PTFE as an Alternative to Glass
While glass fiber dominates the HEPA market, expanded polytetrafluoroethylene (ePTFE) membranes have emerged as a viable alternative. PTFE is the same material used in nonstick cookware coatings, and in its expanded form it becomes a thin membrane riddled with microscopic pores. These membranes can achieve the same filtration efficiency as glass fiber but with a lower initial pressure drop, meaning air passes through more easily for the same level of particle capture.
ePTFE membranes offer several advantages over glass. They’re highly resistant to chemicals, thermally stable, and strongly hydrophobic, so they repel moisture rather than absorbing it. The strong carbon-fluorine bonds in the polymer make it nearly inert, which is valuable in semiconductor manufacturing, pharmaceutical cleanrooms, and other environments where chemical exposure could degrade traditional glass media. The tradeoff is cost: ePTFE filters are significantly more expensive to produce than glass fiber versions, which is why glass remains the default for most applications.

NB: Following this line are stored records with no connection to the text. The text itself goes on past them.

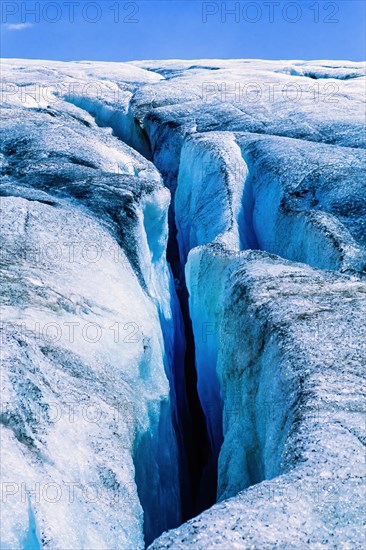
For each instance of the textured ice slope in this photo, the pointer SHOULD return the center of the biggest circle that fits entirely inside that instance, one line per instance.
(257, 155)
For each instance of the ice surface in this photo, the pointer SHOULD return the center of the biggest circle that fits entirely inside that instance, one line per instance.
(263, 155)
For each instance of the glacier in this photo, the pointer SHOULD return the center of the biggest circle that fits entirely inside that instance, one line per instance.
(183, 307)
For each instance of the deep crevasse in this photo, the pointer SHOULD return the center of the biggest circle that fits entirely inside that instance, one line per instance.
(255, 316)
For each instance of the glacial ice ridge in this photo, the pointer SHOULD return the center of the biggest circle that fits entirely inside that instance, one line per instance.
(183, 309)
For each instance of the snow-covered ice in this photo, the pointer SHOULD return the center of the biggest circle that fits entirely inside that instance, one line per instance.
(251, 175)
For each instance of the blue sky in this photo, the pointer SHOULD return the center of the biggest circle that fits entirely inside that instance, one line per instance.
(116, 30)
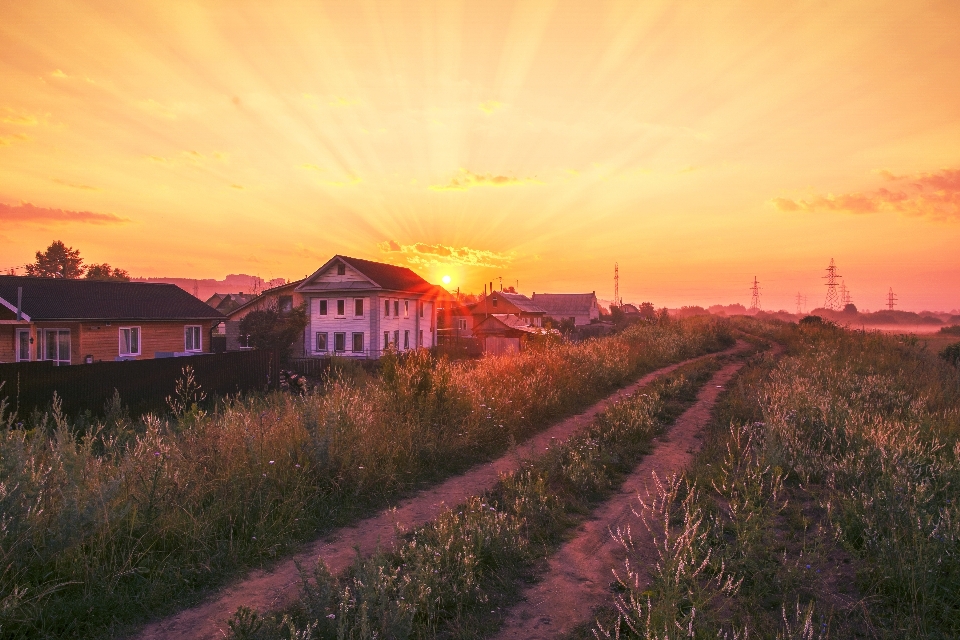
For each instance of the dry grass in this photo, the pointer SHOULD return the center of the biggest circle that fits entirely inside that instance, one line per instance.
(108, 524)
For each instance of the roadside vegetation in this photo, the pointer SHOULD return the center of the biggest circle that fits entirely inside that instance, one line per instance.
(454, 576)
(107, 524)
(823, 504)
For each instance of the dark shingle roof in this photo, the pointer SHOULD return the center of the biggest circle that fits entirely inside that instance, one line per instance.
(388, 276)
(58, 299)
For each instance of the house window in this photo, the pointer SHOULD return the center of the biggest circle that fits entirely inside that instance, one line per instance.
(55, 346)
(129, 341)
(23, 345)
(191, 339)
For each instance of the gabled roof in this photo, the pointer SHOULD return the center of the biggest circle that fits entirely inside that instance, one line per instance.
(380, 275)
(60, 299)
(565, 304)
(519, 301)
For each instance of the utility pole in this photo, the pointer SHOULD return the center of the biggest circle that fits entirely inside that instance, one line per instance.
(755, 295)
(833, 298)
(616, 284)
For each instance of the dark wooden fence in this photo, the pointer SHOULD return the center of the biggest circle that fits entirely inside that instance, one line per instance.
(143, 385)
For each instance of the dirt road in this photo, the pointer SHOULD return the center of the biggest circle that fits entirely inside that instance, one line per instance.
(580, 574)
(273, 589)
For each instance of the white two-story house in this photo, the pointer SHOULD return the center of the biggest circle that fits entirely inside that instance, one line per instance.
(358, 308)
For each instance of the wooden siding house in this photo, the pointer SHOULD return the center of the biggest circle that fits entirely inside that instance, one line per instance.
(76, 321)
(582, 308)
(358, 308)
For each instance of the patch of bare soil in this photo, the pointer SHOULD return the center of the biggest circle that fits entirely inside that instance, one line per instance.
(580, 575)
(278, 587)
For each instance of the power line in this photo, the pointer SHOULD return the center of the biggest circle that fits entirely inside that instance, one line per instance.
(833, 299)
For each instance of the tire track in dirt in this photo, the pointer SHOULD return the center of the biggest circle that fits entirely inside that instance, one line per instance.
(278, 587)
(580, 574)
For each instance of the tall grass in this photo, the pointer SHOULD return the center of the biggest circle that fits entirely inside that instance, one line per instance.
(847, 445)
(447, 574)
(107, 524)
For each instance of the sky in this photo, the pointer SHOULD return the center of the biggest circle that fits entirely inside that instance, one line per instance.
(695, 145)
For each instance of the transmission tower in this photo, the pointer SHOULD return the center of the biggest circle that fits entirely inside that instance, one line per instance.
(833, 301)
(616, 285)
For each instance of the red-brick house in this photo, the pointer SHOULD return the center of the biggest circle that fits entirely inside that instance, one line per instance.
(77, 321)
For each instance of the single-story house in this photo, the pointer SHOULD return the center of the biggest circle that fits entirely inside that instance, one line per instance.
(503, 334)
(583, 308)
(77, 321)
(359, 308)
(283, 297)
(503, 303)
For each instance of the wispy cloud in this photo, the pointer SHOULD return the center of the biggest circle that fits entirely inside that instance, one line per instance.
(427, 255)
(490, 106)
(6, 141)
(28, 213)
(74, 185)
(933, 195)
(21, 118)
(468, 180)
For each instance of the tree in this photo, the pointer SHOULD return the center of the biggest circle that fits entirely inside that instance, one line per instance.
(105, 272)
(58, 261)
(274, 330)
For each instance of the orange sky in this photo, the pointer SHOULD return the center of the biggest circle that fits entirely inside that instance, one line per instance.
(698, 144)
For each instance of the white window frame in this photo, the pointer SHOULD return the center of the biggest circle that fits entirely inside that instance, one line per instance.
(42, 346)
(198, 331)
(130, 330)
(20, 355)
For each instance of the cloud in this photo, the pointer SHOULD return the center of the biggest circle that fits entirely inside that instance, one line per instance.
(490, 106)
(932, 195)
(428, 255)
(82, 187)
(6, 141)
(27, 213)
(21, 118)
(468, 180)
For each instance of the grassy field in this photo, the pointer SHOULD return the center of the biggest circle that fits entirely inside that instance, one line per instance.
(823, 504)
(451, 577)
(108, 524)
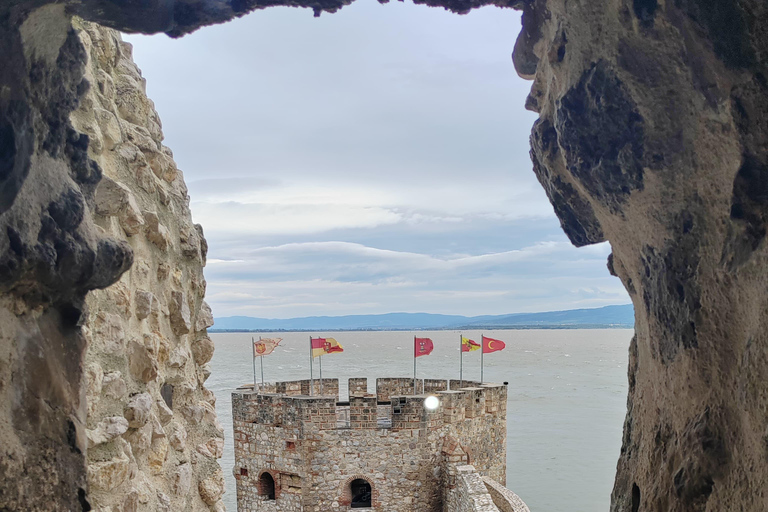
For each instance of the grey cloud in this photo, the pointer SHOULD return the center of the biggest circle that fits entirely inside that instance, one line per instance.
(369, 161)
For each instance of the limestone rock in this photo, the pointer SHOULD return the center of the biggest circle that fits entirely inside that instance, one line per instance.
(202, 350)
(204, 317)
(156, 232)
(142, 361)
(178, 437)
(212, 487)
(138, 410)
(114, 386)
(107, 476)
(182, 479)
(163, 502)
(140, 439)
(94, 383)
(143, 303)
(158, 454)
(178, 358)
(165, 414)
(106, 430)
(180, 314)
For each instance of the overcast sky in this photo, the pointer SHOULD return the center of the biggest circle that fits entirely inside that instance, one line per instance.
(369, 161)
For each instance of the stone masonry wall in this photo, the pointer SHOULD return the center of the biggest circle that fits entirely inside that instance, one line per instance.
(153, 436)
(504, 499)
(296, 439)
(469, 493)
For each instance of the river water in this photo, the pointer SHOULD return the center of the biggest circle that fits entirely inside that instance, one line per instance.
(567, 397)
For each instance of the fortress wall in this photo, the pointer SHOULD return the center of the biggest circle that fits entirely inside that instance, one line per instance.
(391, 386)
(484, 435)
(459, 384)
(358, 386)
(504, 499)
(296, 439)
(469, 493)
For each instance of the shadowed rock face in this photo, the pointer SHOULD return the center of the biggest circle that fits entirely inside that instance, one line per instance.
(652, 135)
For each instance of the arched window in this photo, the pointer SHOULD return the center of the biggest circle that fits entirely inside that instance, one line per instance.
(360, 490)
(267, 486)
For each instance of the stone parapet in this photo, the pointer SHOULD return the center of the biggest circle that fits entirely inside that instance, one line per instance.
(469, 493)
(504, 499)
(297, 452)
(289, 404)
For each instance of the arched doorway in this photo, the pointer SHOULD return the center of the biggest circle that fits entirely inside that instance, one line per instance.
(360, 490)
(267, 486)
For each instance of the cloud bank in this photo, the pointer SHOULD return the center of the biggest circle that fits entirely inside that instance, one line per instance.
(370, 161)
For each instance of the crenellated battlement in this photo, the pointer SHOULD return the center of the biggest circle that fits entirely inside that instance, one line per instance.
(300, 446)
(397, 404)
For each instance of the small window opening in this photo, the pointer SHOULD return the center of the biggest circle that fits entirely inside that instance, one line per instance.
(361, 493)
(267, 486)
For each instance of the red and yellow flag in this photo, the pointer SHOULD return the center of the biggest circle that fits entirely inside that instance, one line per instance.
(265, 346)
(422, 347)
(468, 345)
(323, 346)
(492, 345)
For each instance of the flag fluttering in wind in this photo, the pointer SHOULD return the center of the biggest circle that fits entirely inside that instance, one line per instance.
(323, 346)
(265, 346)
(422, 347)
(492, 345)
(468, 345)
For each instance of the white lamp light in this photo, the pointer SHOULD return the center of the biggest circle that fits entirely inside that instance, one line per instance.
(431, 402)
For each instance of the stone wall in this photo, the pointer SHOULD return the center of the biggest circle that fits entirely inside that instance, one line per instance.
(298, 440)
(153, 436)
(504, 499)
(468, 494)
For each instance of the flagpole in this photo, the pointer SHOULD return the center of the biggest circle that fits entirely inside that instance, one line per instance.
(482, 353)
(254, 364)
(414, 365)
(311, 365)
(461, 360)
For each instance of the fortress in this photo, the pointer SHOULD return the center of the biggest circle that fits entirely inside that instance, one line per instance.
(297, 451)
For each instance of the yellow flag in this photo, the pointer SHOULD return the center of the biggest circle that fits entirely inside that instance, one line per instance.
(323, 346)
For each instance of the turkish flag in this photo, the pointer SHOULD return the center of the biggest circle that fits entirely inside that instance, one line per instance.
(492, 345)
(422, 346)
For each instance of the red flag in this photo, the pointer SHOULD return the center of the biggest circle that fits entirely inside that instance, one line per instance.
(323, 346)
(492, 345)
(422, 347)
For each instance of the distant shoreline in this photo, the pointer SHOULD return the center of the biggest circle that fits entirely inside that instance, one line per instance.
(459, 328)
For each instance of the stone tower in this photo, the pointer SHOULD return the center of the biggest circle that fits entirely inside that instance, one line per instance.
(298, 448)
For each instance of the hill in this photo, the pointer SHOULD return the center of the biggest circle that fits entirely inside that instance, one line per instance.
(605, 317)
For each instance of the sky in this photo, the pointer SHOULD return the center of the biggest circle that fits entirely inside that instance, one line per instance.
(370, 161)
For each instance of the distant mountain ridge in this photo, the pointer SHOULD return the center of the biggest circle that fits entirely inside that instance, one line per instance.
(621, 316)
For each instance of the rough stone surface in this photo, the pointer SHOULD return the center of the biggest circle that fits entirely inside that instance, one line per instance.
(144, 340)
(652, 135)
(313, 447)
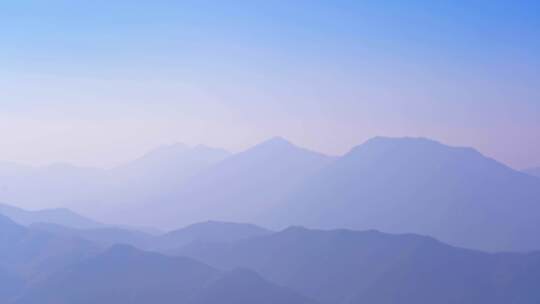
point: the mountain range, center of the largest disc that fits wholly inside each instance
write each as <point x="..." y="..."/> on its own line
<point x="397" y="185"/>
<point x="60" y="216"/>
<point x="240" y="263"/>
<point x="354" y="267"/>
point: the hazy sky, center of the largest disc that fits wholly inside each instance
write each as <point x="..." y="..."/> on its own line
<point x="100" y="82"/>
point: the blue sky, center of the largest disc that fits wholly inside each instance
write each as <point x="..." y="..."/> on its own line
<point x="100" y="82"/>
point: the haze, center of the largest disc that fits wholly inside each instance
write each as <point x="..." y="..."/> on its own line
<point x="100" y="83"/>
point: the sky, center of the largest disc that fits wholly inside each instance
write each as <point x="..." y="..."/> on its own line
<point x="97" y="83"/>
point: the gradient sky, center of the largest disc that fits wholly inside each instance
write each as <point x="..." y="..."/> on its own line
<point x="100" y="82"/>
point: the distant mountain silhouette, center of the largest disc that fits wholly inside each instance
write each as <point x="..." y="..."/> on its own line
<point x="244" y="185"/>
<point x="210" y="231"/>
<point x="533" y="171"/>
<point x="207" y="232"/>
<point x="245" y="286"/>
<point x="105" y="193"/>
<point x="105" y="236"/>
<point x="34" y="254"/>
<point x="60" y="216"/>
<point x="421" y="186"/>
<point x="10" y="285"/>
<point x="124" y="274"/>
<point x="349" y="267"/>
<point x="167" y="166"/>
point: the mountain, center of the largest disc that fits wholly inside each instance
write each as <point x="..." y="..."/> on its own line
<point x="350" y="267"/>
<point x="243" y="186"/>
<point x="105" y="236"/>
<point x="33" y="255"/>
<point x="60" y="216"/>
<point x="105" y="193"/>
<point x="533" y="171"/>
<point x="10" y="285"/>
<point x="209" y="232"/>
<point x="420" y="186"/>
<point x="123" y="274"/>
<point x="254" y="289"/>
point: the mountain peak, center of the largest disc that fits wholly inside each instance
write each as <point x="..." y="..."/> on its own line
<point x="418" y="145"/>
<point x="277" y="141"/>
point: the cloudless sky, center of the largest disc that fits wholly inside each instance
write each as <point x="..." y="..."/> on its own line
<point x="101" y="82"/>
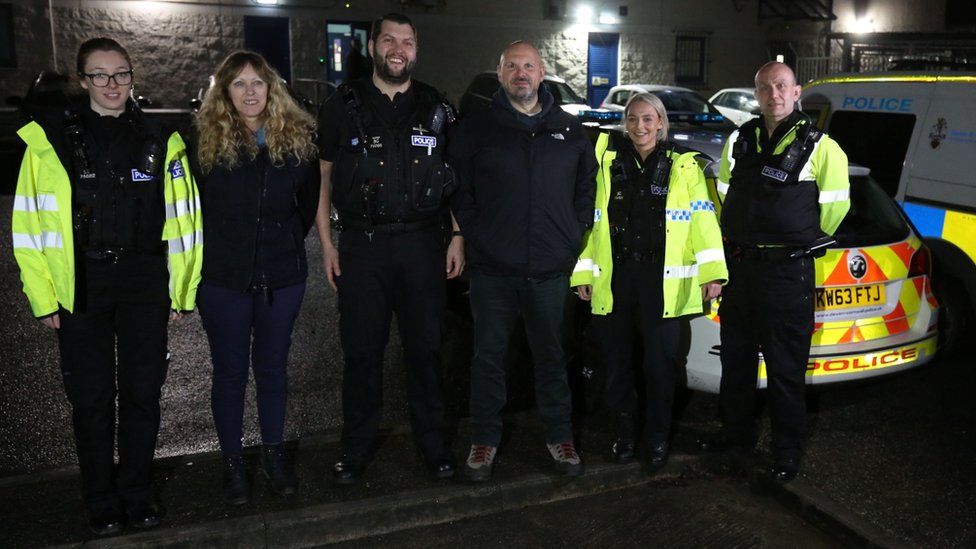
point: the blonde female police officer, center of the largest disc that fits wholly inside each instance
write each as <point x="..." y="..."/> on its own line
<point x="654" y="254"/>
<point x="106" y="230"/>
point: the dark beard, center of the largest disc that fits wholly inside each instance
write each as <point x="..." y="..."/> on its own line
<point x="395" y="79"/>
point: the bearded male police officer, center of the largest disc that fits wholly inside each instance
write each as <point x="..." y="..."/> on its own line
<point x="784" y="187"/>
<point x="381" y="156"/>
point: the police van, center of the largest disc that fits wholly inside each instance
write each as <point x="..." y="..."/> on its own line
<point x="916" y="132"/>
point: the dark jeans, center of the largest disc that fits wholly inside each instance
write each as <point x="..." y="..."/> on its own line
<point x="767" y="306"/>
<point x="496" y="303"/>
<point x="114" y="345"/>
<point x="245" y="331"/>
<point x="400" y="273"/>
<point x="638" y="306"/>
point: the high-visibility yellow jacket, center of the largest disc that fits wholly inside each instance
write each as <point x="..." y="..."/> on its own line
<point x="693" y="252"/>
<point x="44" y="243"/>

Why Material Choice Matters
The materials in a HEPA filter directly affect its performance, lifespan, and safety profile. Glass fiber media handles high temperatures well and is inexpensive, but it’s relatively fragile. Rough handling can crack the media and create leaks that destroy the filter’s efficiency rating. PTFE membranes are more durable and easier to clean but cost more upfront. Frame materials determine whether a filter can survive high-humidity environments, elevated temperatures, or corrosive chemicals.
If you’re replacing a HEPA filter in a home air purifier or vacuum, the filter media is almost certainly glass fiber in a plastic or cardboard frame. For cleanroom, hospital, or industrial HVAC systems, the construction gets more robust: steel or aluminum frames, aluminum foil separators, fire-resistant sealants, and stainless steel fasteners. In both cases, the fundamental particle-trapping material is the same dense, paper-thin mat of microscopic fibers that has been the backbone of HEPA technology for over 70 years.